Questa tensione tra libertà di espressione e responsabilità legale è uno degli aspetti centrali nell'interazione tra legge e giornalismo. La libertà di stampa è sancita dall'articolo 19 della Dichiarazione Universale dei Diritti Umani, ma il suo esercizio non è privo di limiti. Ogni diritto comporta una responsabilità sociale, e la libertà di espressione non può mai giustificare il danneggiamento o la diffamazione di una persona. Il cosiddetto “Principio del danno” evidenzia un conflitto tra il diritto di esprimere liberamente le proprie opinioni e la necessità di evitare che tale espressione possa causare danno a individui o alla società in generale.
Inoltre, la relazione tra libertà di stampa e legge si complica quando si entra nel campo delle "alternative facts" o delle notizie non verificate. Sebbene il giornalismo possa tentare di garantire l’accuratezza delle informazioni, la possibilità di manipolare i fatti o di presentare solo una parte della verità è un rischio costante. L'affermazione di una verità unica e universale nel giornalismo è impossibile, proprio come lo è per la legge; tuttavia, in entrambi i casi, esiste un costante sforzo per discernere ciò che è giusto da ciò che è ingiusto, anche se i mezzi per farlo sono radicalmente diversi.
Nel contesto del giornalismo, la pubblicazione delle notizie ha un impatto diretto sulla vita delle persone. Se le informazioni pubblicate danneggiano un individuo o una collettività, il giornalista può trovarsi coinvolto in azioni legali per diffamazione o danni morali. Tuttavia, diversamente dal processo legale, il giornalismo non impone una verità legale vincolante; ciò che produce è una verità interpretativa, una narrazione che dipende dalla percezione di chi la riceve. La critica sociale e politica, che trova nella stampa un potente mezzo di diffusione, è quindi priva di una determinazione finale, poiché il pubblico non è una giuria che può pronunciarsi in modo definitivo su quanto riportato.

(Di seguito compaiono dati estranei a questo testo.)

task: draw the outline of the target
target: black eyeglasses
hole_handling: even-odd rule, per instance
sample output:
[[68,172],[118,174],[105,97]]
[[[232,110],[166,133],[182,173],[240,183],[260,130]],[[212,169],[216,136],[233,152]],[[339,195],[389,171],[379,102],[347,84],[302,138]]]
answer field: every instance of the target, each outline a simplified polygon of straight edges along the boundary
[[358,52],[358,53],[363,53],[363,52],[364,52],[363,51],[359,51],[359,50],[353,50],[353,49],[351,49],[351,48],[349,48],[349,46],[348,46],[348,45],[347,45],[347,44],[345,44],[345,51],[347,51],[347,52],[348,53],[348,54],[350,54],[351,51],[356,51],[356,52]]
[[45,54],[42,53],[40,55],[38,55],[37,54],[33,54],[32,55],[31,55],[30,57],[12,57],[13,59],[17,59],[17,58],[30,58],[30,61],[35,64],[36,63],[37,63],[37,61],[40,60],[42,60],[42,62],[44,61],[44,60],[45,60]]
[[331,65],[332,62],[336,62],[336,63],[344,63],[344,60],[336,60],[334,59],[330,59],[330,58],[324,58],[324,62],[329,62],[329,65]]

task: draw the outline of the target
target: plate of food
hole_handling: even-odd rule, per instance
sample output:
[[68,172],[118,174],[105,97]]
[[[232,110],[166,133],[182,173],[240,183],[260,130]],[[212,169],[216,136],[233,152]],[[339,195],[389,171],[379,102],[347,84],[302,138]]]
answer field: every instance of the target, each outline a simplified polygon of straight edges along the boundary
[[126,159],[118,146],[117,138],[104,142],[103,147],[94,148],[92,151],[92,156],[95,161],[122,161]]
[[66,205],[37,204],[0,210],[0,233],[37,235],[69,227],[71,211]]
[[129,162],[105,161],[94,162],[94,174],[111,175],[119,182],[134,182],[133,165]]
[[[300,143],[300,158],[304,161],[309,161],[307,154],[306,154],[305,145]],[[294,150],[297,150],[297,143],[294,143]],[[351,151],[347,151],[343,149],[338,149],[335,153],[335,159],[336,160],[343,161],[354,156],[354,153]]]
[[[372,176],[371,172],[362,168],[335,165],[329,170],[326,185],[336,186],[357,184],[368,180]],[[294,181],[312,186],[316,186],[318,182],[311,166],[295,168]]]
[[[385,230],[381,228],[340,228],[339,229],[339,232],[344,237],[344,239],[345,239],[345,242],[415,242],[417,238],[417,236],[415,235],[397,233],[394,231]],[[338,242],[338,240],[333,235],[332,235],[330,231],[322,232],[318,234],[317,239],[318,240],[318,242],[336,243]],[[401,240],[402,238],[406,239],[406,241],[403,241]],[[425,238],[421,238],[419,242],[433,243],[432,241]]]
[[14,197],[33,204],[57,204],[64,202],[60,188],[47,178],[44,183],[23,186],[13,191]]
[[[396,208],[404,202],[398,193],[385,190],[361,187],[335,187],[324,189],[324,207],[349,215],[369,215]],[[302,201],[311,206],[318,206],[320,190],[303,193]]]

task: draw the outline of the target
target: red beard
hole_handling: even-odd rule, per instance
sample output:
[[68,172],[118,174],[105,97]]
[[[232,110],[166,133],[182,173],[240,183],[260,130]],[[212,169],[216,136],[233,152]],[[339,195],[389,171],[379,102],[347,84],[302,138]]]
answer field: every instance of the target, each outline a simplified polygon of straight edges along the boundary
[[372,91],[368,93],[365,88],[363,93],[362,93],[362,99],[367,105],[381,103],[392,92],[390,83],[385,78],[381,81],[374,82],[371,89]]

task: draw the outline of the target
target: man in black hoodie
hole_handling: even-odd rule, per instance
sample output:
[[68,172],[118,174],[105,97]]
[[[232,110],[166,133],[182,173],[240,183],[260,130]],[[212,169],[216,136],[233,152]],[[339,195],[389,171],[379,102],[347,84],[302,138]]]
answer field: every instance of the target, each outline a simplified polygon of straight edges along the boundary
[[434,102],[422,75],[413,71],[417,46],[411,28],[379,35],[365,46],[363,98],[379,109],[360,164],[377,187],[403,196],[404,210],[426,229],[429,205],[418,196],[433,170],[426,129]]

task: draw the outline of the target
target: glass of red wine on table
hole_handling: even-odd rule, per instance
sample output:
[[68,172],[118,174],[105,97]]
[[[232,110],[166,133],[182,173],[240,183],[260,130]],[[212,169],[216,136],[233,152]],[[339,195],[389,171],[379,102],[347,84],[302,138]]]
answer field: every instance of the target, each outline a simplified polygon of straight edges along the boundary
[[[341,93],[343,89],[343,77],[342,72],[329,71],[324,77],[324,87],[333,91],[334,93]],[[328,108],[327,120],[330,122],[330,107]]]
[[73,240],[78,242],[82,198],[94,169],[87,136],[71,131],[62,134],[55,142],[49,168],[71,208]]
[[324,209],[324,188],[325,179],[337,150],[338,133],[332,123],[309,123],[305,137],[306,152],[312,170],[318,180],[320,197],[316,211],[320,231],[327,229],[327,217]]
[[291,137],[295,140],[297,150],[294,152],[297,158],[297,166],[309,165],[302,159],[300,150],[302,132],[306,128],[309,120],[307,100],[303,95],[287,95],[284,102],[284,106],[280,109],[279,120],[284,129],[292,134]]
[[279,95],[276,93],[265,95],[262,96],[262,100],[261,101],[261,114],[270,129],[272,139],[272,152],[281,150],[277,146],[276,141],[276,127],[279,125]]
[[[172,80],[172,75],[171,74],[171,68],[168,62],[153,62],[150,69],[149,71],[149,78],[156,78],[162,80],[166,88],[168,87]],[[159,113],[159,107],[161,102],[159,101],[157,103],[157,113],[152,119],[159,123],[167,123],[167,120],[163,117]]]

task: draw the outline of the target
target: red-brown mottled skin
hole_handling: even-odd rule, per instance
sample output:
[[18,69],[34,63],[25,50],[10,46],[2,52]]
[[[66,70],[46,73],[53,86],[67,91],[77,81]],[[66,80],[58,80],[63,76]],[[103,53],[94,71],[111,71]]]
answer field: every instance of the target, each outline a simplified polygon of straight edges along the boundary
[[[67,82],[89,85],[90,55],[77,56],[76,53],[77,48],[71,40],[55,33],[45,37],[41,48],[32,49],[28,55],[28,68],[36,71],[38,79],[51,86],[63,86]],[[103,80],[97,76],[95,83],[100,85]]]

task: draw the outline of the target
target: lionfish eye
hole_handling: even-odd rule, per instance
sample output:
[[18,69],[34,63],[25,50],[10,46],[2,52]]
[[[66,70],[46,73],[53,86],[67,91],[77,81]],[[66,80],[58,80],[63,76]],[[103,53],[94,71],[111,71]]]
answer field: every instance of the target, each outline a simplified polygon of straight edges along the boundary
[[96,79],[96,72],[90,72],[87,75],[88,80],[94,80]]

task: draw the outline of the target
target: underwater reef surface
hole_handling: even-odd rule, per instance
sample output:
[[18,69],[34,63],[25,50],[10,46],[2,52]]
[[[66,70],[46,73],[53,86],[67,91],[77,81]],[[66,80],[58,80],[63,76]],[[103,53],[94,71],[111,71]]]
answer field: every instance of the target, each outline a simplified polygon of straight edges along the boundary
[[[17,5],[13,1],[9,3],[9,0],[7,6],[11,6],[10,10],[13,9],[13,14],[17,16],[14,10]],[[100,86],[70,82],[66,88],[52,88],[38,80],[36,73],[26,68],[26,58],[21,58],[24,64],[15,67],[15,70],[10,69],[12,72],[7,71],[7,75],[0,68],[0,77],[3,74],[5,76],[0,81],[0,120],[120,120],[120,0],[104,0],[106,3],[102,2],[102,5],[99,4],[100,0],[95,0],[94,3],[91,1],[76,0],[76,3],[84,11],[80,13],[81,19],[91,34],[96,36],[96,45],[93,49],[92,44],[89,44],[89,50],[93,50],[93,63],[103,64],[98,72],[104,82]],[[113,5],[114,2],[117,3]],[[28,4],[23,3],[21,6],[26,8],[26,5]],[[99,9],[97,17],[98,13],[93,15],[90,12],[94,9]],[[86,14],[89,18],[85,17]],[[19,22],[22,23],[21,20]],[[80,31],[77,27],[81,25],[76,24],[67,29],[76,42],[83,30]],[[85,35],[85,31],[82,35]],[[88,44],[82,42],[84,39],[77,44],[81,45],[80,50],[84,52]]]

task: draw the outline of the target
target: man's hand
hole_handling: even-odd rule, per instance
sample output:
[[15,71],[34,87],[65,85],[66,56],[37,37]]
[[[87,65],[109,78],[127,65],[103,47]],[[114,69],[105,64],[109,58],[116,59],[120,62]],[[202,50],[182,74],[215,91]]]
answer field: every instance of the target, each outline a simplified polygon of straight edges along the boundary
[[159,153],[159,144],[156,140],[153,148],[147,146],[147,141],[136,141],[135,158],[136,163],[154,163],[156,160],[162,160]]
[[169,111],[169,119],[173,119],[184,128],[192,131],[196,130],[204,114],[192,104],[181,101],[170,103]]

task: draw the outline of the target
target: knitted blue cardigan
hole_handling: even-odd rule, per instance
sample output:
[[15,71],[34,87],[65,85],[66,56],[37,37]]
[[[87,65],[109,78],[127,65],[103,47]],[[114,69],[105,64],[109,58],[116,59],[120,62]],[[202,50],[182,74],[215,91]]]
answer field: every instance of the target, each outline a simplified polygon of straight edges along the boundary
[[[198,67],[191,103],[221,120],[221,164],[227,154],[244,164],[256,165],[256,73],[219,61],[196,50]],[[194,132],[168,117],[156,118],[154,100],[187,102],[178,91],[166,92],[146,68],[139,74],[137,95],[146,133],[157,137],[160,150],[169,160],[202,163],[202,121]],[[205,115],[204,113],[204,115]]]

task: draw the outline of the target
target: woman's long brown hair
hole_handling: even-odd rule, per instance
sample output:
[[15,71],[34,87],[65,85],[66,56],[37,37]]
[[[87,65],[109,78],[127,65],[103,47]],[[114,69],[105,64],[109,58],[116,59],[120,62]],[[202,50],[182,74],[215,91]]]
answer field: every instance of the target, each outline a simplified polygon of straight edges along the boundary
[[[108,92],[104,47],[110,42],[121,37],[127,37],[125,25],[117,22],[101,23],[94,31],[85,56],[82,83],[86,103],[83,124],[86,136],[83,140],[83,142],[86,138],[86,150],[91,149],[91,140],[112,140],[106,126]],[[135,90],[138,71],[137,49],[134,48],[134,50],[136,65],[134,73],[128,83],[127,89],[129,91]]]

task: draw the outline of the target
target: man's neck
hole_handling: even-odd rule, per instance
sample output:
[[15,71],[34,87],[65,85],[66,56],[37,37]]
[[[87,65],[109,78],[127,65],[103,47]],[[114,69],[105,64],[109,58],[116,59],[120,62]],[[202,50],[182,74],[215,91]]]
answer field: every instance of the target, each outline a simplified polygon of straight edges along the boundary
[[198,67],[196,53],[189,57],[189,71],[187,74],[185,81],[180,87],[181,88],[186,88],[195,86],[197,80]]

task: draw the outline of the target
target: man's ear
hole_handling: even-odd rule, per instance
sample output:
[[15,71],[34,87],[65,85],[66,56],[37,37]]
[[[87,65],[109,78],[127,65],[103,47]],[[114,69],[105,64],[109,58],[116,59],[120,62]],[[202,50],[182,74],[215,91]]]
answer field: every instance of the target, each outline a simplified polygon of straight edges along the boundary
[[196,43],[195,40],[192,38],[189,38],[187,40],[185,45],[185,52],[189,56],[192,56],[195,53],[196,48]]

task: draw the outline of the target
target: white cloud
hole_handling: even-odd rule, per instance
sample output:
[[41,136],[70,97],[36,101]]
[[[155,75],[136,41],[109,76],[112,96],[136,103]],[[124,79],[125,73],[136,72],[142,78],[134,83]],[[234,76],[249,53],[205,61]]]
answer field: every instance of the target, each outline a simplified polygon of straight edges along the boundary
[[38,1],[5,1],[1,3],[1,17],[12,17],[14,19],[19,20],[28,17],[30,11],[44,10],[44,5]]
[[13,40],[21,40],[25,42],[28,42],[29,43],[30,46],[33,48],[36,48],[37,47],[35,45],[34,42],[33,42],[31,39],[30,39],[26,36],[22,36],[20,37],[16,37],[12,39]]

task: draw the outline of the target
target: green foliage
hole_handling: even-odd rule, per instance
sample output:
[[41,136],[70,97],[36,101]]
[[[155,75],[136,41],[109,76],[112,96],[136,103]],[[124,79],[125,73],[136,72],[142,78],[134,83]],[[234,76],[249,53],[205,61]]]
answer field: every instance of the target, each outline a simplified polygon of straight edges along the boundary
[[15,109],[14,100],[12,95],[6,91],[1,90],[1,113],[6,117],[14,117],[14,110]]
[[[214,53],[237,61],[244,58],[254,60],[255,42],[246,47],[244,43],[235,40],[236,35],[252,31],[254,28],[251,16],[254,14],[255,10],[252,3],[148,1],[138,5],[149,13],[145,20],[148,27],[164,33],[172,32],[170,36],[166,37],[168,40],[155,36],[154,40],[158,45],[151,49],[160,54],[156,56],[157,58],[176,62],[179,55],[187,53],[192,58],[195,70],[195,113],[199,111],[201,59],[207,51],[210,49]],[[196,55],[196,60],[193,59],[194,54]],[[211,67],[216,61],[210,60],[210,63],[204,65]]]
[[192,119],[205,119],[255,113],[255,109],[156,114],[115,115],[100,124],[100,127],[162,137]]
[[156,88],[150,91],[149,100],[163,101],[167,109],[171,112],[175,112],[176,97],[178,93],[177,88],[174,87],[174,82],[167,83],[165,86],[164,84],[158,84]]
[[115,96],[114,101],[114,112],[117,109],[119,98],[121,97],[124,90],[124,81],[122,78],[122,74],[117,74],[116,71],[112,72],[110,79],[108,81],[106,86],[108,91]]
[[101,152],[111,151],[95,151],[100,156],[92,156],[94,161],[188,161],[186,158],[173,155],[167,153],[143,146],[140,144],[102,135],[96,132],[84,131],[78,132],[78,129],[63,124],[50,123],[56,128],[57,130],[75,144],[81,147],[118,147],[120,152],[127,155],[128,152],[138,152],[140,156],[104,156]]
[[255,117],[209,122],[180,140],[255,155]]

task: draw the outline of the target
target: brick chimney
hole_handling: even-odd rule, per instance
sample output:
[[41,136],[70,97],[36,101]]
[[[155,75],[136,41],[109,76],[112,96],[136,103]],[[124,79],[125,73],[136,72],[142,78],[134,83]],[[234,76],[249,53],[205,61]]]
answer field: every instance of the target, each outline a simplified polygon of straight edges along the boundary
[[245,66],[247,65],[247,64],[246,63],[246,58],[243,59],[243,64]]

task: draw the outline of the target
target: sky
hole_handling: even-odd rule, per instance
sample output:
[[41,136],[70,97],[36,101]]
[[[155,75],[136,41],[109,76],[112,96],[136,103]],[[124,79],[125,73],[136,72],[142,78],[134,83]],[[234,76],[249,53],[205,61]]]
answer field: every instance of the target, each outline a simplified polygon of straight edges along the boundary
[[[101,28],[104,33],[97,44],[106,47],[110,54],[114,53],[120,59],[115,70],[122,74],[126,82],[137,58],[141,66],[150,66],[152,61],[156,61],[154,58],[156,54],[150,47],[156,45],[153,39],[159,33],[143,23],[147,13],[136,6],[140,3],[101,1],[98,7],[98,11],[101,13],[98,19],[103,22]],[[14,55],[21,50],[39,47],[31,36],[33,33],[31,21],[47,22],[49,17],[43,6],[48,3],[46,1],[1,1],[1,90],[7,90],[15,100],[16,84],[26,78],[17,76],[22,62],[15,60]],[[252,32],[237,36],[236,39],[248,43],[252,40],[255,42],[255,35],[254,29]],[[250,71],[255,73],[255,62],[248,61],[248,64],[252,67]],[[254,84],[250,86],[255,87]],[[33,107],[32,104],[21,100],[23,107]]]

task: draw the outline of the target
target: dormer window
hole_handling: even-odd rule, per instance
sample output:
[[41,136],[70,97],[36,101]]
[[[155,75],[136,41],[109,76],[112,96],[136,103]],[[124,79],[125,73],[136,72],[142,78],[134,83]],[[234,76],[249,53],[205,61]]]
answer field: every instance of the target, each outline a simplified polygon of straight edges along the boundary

Infine, la relazione tra legge e giornalismo si configura come una dialettica costante, un equilibrio fragile tra la libertà di informare e la necessità di tutelare l’individuo e la società dai pericoli del danneggiamento attraverso la parola. Il giornalismo, pur condividendo alcuni principi con la legge, rimane una professione che vive nell'ambito di un’opinione pubblica in continua evoluzione, dove le verità non sono mai fisse e dove il ruolo del giornalista è quello di stimolare, informare e, a volte, provocare il giudizio del pubblico, senza mai poter emettere un verdetto definitivo come un tribunale.